The Joystick Company Pty Ltd, Social-Lites Pty Ltd, and Elusion Australia Ltd were ordered to pay penalties for breaching consumer law. All three retailers admitted the conduct alleged by the ACCC and consented to the amounts of the penalties. The ACCC has written to more than 30 Australian e-cigarette suppliers reminding them of their Australian Consumer Law (ACL) obligations, in particular to ensure information provided to consumers is accurate.
Separate testing conducted by Japanese scientists showed that some e-cigarettes contain 10 times the level of cancer-causing carcinogens than regular cigarettes. When the Japanese Ministry of Health commissioned the research, the researchers also found formaldehyde and acetaldehyde in many e-cigarette products. In addition, the researcher found that e-cigarettes can fuel potentially life-threatening drug-resistant pathogens. This discovery comes from a lab study that tested the vapor from e-cigarettes on live methicillin-resistant Staphylococcus aureus (MRSA) and human cells.
Formaldehyde is classified by the World Health Organization (WHO) International Agency for Cancer Research (IARC) as a Group 1A carcinogen, meaning there is sufficient evidence to show it is carcinogenic to humans. Acetaldehyde is classified as a Group 2B carcinogen by the IARC. That classification is applied to a chemical agent that has been evaluated as being possibly carcinogenic to humans. Acrolein is classified as a toxic chemical. It is also listed as a dangerous poison in Schedule 7 of the Poisons Standard of the Therapeutic Goods Act 1989.
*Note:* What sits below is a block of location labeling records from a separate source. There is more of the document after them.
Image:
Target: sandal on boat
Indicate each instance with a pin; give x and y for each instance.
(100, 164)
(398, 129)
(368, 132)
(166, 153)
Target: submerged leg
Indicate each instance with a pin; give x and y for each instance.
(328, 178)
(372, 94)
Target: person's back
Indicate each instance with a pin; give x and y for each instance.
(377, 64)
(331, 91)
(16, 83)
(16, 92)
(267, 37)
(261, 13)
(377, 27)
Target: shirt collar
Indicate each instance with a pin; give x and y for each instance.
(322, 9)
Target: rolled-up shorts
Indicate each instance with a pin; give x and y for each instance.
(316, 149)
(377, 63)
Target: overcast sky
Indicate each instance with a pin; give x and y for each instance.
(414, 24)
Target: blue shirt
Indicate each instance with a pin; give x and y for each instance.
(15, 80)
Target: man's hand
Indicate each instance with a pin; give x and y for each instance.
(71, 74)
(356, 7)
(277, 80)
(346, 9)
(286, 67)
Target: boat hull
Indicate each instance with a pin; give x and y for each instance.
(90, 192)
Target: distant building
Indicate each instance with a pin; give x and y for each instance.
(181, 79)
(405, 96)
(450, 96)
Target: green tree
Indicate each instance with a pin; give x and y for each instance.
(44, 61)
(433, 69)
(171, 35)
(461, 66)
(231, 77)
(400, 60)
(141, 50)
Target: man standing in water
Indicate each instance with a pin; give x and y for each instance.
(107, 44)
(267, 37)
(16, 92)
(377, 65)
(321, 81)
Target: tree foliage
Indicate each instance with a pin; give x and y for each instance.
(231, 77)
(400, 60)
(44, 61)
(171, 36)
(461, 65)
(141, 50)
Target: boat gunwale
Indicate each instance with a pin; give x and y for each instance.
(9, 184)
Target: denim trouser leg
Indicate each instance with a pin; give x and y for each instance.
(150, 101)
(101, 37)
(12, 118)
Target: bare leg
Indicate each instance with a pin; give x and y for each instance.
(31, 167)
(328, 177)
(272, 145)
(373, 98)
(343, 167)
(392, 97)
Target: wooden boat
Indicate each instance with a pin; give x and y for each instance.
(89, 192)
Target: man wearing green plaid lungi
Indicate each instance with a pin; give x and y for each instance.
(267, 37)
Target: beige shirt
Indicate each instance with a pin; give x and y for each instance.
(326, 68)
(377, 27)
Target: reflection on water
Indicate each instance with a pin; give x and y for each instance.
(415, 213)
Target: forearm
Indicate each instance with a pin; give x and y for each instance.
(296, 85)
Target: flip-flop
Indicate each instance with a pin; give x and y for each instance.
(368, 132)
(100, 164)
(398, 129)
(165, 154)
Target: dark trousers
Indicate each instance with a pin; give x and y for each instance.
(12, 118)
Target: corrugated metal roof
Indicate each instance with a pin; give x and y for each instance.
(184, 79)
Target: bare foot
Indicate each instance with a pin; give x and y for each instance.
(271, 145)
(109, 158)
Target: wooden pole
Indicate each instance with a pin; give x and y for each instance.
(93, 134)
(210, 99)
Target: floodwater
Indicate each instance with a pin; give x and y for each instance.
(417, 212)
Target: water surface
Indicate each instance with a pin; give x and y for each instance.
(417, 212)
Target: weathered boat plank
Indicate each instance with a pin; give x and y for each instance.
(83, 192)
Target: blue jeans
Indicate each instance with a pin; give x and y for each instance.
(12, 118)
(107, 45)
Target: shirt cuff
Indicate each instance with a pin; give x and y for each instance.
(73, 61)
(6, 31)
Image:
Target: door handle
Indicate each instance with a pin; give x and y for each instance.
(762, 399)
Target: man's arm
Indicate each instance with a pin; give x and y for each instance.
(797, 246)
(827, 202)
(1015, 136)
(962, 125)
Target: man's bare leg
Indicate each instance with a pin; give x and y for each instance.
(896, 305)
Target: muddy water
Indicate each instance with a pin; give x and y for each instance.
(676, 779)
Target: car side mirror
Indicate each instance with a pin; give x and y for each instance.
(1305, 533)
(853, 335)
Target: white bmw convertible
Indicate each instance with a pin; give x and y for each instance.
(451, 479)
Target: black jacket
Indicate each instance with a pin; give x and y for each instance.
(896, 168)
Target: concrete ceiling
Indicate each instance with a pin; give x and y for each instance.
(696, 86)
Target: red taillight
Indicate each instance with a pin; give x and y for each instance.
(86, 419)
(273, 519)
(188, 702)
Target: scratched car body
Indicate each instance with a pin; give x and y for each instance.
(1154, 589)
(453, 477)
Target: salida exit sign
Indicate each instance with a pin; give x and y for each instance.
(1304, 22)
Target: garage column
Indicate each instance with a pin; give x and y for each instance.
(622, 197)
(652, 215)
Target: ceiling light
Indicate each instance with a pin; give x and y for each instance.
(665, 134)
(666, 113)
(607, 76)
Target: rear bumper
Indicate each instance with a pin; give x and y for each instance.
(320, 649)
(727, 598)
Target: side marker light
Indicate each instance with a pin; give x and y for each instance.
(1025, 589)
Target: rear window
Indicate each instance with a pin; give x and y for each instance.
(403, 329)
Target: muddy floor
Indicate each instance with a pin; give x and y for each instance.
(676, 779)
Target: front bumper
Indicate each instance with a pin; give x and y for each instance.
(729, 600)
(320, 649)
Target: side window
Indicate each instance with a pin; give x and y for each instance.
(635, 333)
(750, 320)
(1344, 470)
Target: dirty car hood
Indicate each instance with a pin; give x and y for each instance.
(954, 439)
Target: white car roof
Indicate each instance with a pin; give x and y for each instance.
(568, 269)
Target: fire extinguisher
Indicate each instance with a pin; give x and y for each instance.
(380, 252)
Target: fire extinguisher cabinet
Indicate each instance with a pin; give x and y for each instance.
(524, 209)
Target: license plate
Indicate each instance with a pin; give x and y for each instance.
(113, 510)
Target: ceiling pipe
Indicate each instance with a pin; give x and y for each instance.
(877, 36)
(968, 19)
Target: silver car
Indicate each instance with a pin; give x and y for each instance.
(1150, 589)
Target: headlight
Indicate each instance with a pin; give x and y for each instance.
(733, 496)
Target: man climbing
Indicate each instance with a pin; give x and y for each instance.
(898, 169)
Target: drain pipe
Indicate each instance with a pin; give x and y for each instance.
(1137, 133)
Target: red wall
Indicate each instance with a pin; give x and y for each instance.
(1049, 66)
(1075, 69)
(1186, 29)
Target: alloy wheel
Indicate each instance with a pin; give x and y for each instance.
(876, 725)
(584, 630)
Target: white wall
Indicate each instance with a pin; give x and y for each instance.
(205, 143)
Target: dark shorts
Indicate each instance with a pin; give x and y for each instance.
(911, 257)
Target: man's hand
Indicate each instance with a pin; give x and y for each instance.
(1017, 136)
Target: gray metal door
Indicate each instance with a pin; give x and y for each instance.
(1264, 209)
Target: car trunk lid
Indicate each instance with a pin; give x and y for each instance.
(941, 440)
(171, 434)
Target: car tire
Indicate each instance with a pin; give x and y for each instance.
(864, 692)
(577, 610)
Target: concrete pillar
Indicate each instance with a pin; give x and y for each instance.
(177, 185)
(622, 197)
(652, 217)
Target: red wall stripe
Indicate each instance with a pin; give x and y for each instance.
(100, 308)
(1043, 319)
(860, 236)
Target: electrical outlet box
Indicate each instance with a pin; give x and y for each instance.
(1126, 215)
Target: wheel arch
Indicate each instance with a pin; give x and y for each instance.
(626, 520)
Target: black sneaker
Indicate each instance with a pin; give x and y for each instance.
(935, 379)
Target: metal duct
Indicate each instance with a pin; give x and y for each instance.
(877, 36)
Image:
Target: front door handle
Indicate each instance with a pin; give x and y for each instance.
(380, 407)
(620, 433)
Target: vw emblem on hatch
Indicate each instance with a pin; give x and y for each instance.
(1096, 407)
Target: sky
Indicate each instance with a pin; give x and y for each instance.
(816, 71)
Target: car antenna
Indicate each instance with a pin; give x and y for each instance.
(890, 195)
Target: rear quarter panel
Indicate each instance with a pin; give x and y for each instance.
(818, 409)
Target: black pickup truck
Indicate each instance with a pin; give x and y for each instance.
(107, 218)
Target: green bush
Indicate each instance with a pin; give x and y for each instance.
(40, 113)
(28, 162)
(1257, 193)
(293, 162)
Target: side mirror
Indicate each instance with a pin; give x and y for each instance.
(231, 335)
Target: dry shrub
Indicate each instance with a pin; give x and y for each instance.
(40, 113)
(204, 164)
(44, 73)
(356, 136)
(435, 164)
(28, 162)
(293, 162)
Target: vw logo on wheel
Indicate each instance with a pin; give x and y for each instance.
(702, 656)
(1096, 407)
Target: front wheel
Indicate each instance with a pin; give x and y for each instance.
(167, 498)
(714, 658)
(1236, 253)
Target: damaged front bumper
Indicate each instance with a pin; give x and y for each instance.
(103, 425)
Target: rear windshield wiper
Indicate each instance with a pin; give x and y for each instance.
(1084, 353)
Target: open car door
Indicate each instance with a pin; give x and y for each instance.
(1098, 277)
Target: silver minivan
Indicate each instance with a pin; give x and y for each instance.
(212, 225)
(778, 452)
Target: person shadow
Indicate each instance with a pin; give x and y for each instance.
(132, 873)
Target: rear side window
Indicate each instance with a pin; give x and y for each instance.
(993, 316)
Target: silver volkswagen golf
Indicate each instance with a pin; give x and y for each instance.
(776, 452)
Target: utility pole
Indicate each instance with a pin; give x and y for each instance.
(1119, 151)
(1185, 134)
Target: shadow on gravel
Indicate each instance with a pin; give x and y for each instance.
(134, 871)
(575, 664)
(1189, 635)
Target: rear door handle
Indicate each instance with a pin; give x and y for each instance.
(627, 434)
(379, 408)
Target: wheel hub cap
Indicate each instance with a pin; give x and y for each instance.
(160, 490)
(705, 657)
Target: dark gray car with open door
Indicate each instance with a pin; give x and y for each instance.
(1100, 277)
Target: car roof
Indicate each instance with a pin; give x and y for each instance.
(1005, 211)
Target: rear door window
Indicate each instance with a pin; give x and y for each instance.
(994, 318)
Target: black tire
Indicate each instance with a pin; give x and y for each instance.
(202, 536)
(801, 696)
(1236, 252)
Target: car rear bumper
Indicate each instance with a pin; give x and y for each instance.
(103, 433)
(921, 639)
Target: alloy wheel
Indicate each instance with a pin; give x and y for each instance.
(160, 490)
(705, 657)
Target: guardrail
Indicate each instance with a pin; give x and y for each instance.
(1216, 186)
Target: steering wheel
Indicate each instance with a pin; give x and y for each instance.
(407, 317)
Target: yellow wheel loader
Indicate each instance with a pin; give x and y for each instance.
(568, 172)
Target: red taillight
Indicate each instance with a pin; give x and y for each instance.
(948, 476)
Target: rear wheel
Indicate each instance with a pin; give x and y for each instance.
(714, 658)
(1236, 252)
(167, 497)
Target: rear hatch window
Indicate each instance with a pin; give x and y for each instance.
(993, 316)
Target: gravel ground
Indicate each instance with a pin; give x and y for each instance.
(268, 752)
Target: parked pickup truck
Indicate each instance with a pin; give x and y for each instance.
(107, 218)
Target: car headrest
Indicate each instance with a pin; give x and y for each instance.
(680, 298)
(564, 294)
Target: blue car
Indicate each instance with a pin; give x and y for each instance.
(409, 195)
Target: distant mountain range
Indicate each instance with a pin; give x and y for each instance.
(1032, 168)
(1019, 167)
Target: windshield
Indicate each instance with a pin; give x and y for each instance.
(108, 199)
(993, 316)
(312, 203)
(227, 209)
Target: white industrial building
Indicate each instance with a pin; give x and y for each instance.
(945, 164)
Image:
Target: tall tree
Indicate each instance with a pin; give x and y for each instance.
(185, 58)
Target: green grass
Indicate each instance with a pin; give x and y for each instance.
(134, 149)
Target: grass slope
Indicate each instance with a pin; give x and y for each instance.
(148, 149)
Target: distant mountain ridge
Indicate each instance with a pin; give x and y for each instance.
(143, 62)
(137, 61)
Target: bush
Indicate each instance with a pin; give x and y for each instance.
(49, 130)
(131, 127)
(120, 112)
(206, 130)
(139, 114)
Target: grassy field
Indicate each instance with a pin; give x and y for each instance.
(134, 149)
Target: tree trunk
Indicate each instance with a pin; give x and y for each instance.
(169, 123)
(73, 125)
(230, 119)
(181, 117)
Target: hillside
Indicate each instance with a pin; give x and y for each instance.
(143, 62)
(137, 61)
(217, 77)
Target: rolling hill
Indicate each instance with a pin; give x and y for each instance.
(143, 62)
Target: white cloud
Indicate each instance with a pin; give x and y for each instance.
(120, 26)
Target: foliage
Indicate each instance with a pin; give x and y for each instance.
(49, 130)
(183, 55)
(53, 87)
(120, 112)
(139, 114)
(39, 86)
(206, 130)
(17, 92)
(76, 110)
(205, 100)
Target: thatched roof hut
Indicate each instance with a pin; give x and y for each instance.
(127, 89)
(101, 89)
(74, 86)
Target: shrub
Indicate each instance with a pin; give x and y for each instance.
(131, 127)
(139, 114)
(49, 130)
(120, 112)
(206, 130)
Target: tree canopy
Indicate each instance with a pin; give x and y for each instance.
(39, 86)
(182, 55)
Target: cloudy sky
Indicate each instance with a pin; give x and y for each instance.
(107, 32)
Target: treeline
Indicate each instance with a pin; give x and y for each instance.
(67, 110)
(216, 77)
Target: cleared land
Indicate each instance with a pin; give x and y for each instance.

Earlier in 2015, the WHO advised governments to ban the sale of e-cigarettes to underage people because they posed a serious threat to them. The UN health agency said that although there is a lack of evidence regarding the damage caused by e-cigarettes, there was still enough evidence “to caution children and adolescents, pregnant women, and women of reproductive age” about their use. The WHO also added that e-cigarettes should be outlawed from indoor public spaces. It is quite obvious that the use of e-cigarettes, especially with young people, is increasing. Hopefully, the federal government will take action to help put a stop to the use of e-cigarettes or at the very least to require strong warnings.